Korra stayed only briefly here, then returned to the Tok'ra. His symbiote can heal him, so no worries there.

I talked to him for a little while, and we agreed to talk more next time I am in the tunnels. Talk about old times, even if it was Jolinar who knew him. It is weird, but he accepted it way easier than me. Maybe it is the Tok'ra way.


I pull out my diary, feeling a need to write about my dream before doing much of anything else.

 

September 8 1999

It was a strange dream.

I was walking around on the base, and after a little while it was not me! I looked in the mirror, and it was me - but I looked wrong? Even if I still see the image - it was Samantha Carter. However, I was too tall, my hair was too short, but almost the right colour, even if the slight redness was missing. My eyes were the right colour, at least.
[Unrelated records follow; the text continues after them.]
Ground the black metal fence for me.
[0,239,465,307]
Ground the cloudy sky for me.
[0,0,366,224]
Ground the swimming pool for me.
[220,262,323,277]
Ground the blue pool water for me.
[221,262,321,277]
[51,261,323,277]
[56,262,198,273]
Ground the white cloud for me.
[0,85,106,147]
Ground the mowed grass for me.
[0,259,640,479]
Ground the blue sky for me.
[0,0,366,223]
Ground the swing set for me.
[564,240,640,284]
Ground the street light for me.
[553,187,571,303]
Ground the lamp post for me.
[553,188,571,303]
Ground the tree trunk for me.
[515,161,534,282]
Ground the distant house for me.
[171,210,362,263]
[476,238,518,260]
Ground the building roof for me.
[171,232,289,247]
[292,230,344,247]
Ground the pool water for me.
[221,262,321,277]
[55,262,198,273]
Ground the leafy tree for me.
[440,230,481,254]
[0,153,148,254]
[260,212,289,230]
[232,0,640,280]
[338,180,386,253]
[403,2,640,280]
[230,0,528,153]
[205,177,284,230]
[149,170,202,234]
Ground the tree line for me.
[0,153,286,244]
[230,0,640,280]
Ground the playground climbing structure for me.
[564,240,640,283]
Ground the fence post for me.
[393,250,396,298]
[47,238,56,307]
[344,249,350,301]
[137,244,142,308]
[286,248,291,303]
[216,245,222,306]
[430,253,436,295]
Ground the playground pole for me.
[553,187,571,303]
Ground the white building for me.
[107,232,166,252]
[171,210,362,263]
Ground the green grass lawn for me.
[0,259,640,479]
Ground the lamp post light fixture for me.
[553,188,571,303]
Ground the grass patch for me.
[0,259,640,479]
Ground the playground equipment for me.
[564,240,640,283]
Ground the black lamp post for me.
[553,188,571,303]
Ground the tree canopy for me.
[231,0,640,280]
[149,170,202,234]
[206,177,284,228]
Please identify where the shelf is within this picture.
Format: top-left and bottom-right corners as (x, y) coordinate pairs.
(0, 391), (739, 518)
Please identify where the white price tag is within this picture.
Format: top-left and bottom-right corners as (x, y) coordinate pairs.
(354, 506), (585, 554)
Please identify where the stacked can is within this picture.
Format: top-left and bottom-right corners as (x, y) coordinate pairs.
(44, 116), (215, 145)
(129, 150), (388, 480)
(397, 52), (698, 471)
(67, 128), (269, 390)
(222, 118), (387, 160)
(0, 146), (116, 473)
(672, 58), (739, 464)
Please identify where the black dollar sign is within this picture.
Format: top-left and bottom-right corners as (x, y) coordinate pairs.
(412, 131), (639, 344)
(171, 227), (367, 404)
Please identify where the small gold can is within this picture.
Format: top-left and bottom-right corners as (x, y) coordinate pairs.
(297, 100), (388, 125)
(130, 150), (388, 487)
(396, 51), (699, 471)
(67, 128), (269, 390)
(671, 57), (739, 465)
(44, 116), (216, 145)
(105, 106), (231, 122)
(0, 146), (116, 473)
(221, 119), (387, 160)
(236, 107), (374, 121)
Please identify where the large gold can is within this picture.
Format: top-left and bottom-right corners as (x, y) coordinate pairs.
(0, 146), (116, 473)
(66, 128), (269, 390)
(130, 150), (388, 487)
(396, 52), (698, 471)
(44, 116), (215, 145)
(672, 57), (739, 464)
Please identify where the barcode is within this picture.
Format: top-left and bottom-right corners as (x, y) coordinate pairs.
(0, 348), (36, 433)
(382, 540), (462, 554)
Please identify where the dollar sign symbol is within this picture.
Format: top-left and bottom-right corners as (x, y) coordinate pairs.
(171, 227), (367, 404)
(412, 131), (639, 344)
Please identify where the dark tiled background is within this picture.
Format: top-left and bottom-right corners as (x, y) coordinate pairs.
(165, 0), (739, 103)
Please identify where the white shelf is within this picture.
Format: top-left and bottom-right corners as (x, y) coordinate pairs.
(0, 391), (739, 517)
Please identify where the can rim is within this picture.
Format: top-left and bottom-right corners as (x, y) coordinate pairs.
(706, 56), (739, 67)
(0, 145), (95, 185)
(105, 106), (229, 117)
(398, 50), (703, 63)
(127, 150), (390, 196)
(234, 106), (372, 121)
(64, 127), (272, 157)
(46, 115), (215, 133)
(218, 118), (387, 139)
I felt a powerful sense of loss, and just wants to cry and throw myself in the arms of ... my lover? My mates. I see them for my inner eye.

It is Martouf and Lantash. They are so handsome! My heart beats faster as I look into their pale blue-grey eyes, and our lips slowly comes closer, and we kiss...

 

In my dream all this makes sense.

 

Again in my dream, I feel alone, so terribly alone. I want companionship, and I consider reaching out for the other. I remember the hurtful words she threw at me. The obscenities she yelled at me. My heart hurts just thinking of it, but I also feel an overwhelming sense of guilt. I have done something unforgivable. How could anyone ever forgive it? It is against all my kind believe in! What I have done...makes me no better than a Goa'uld!

Someone is approaching me, and I pull myself together.

It is...Daniel, is his name. I am disgusted by myself, taking memories from my host, without permission. He greets me and asks if I want to go have a cup of coffee.

Coffee...I have no idea what it is, and I do not want to commit more crimes against my poor host just for information about some sort of beverage. In any case, I suspect my host would say yes, so much against my will, I do the same.

 

My alarm clock rang at that point, and I woke up. I felt really depressed, but I knew it was really Jolinar who had felt depressed.

It was so weird! In the dream I was her, and I felt and reacted and thought as her.

This makes me wonder, not for the first time, how much of Jolinar is in me. How many of her memories I have.